Association of a 40-Gene Expression Profile With Risk of Metastatic Disease Progression of Cutaneous Squamous Cell Carcinoma (cSCC) and Specification of Benefit of Adjuvant Radiation Therapy

Abstract

PurposeAdjuvant radiation therapy (ART) for cutaneous squamous cell carcinoma (cSCC) is recommended based on a number of wide-ranging clinicopathologic features, which encompass a broad array of patients. The 40-gene expression profile (40-GEP) test classifies cSCC tumors into low (Class 1) or higher (Class 2A) or highest (Class 2B) risk of nodal and/or distant metastasis. This study's hypotheses are 1) local recurrence is associated with metastatic disease progression, and 2) 40-GEP, by identifying high risk for metastasis, could predict a metastasis-specific benefit from ART. MethodsSamples were obtained from 920 patients (ART-untreated: 496 Class 1, 335 Class 2A, 33 Class 2B; ART-treated: 11 Class 1, 35 Class 2A, 10 Class 2B) who were matched on clinical risk factors and stratified by ART status, to create 49 matched patient strata.
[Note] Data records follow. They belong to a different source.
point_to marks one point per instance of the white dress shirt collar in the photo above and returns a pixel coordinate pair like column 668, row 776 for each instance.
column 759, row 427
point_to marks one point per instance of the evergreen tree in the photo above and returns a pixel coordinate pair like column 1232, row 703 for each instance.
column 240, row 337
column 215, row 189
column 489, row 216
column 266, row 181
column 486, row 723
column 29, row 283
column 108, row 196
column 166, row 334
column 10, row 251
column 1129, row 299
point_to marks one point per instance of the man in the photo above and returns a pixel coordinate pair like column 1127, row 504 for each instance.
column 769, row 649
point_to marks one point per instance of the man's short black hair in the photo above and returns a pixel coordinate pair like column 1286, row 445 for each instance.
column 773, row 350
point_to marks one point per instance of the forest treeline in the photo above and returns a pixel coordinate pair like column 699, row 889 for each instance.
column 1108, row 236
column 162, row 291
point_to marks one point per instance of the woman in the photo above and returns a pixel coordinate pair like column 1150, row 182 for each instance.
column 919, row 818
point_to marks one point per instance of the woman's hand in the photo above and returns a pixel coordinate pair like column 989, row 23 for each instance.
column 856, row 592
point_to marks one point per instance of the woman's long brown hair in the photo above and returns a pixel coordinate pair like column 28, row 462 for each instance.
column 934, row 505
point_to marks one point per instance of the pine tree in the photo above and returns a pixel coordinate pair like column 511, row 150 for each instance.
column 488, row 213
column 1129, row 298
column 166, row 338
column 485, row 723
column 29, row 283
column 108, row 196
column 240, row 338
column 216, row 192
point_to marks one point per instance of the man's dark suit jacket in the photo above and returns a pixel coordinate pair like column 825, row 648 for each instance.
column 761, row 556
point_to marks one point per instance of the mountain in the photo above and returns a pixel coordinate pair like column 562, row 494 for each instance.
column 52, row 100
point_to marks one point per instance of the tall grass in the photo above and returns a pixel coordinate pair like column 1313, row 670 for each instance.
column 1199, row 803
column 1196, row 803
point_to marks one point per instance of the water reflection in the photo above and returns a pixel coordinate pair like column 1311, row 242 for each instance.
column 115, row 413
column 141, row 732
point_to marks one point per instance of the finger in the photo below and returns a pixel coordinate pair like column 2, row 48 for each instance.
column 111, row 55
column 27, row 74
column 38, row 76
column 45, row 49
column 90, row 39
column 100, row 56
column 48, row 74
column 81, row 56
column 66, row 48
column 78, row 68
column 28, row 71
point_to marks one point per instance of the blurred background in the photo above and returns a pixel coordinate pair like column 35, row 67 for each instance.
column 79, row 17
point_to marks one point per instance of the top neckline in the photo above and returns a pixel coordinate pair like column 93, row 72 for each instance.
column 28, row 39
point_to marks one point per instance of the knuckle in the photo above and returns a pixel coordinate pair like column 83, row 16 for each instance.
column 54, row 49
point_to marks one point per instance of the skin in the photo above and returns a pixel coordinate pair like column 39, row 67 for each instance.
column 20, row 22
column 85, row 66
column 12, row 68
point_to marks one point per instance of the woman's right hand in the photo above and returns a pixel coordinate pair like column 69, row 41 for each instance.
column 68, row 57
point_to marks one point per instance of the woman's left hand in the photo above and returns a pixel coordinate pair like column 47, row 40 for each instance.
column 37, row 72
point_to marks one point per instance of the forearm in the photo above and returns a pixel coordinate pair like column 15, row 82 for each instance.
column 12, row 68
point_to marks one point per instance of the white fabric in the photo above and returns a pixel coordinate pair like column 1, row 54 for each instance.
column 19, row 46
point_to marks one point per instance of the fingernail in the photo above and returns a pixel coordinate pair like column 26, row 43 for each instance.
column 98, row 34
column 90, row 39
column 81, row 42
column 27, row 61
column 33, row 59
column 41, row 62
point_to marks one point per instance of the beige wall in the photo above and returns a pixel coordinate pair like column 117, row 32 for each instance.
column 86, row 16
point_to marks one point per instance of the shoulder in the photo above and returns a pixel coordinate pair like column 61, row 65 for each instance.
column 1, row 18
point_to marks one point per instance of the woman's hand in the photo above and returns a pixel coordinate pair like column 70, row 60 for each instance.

To control for the variety of characteristics and treatment selection bias, randomly sampled pairs of matched ART and non-ART patients comprising 10,000 resampled cohorts were each analyzed for 5-year metastasis-free survival and predicted time to metastatic event. ResultsOf 96 patients experiencing local recurrence, 56.3% experienced metastasis; of those experiencing both, 88.9% had local recurrence before (75.9%) or concurrently (13.0%) with metastasis. After matching for clinicopathological risk, median 5-year disease progression rates for resampled cohorts demonstrated approximately 50% improvement for Class 2B ART-treated as compared to ART-untreated cohorts. Class 2B ART-treated cohorts had a 5-fold delay in predicted time to metastatic event and deceleration of disease progression as compared to ART-untreated cohorts (Kolmogorov-Smirnov test, p<0.01); this was not observed for Class 1 or 2A patients (p>0.05 for each). No risk factor or staging system combined with ART status identified groups that would benefit from ART as well as 40-GEP. Conclusion40-GEP identifies patients at highest risk of nodal/distant metastasis who may derive greatest benefit from ART, as well as patients who may have clinical indications for ART but are at low risk of metastasis. Compared to current guidelines, 40-GEP could provide greater specificity concerning the benefit of ART in individual patients.